All items in the grid data file are separated by
spaces.

First line is a comment.

Second lines expresses the type of the grid symmetry. It can be FULL,
HALF or QUARTER.

In the third line begins the topology of the grid.

In each row of this part the first number is number of element. Three
other numbers indicate the nodes within the element. Fifth number is
the thickness of the element in mm. Last number in the row is the temperature
of the element in C.

List of the grid topology ends with the row -111 1 1 1 1 1 1 END NOP.

The Char. dist values is for backward compatibility
- it is the value of characteristic distance (mm) for the sheet, now
automatically calculated inside T-SIM / B-SIM code. After this row there
are data with coordinates of nodes in the following format:

n_node x y z clamp,

where n_node is the number of the node,

x, y and z are the coordinates of the node in mm,

and clamp is a flag detecting whether the node is clamped (1) or not
(0).

Coordinate part ends with row -111 1 1 1 1 1 1 END
OF COORS.

Final part of the file consists of the definition
of boundary conditions.

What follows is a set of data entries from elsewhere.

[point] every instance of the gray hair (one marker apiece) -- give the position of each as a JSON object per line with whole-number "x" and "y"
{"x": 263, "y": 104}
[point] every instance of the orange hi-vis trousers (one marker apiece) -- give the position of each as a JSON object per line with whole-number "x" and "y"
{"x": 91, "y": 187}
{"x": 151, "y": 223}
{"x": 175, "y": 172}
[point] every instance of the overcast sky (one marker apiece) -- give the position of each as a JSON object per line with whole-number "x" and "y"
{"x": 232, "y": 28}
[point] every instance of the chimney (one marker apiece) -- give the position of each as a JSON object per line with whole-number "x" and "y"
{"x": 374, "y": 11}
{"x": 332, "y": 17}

Each node obeying the boundary condition is
written along with the corresponding plane at which this node is bound.

The node can have one of the following status:

Free - no boundary condition (BC) is applied.

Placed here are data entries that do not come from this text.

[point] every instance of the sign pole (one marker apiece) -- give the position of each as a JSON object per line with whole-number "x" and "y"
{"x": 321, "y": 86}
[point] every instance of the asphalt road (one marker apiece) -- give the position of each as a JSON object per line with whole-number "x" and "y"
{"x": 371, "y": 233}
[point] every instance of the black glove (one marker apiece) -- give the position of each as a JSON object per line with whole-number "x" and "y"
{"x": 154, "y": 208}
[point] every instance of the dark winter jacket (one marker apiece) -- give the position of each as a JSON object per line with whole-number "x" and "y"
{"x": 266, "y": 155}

Slip along a plane - one BC is applied as a plane.

Moving along a line - two BC are applied (the line is given
by two intersecting planes).

Fixed point - three or more BC are applied.

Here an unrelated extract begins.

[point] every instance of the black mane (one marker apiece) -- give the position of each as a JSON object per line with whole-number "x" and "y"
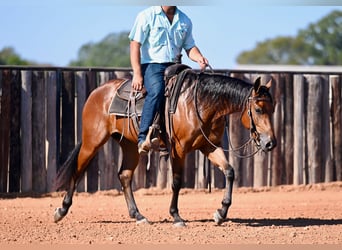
{"x": 222, "y": 90}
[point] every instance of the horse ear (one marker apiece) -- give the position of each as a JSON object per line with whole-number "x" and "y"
{"x": 269, "y": 84}
{"x": 257, "y": 84}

*Once a grid is created inside T-SIM/B-SIM, the
boundary conditions are not editable. The only possible modification
of these conditions is adding / removal of clamping, but clamping is
represented in the section with node coordinates. So it is not possible
to remove BC for any node, but it is possible to clamp and remove the
clamping for any node.*

When one node has to be fixed and its movement is
not allowed during the simulated process, it appears three or more times.
Such an occurrence gives the signal to solver that this node is fixed.
In this case nodes 2, 3 and 4 are fixed). Node 1 has two boundary conditions
at plane x = 0 (ref. 1) and y = 0 (ref. 2). Node 5 has no boundary condition.
The definition of the referred planes is given in last two lines of
the file:

Plane 1 has equation 1*x + 0*y + 0*z + 0 = 0.
Plane 2 has equation 0*x + 1*y + 0*z + 0 = 0.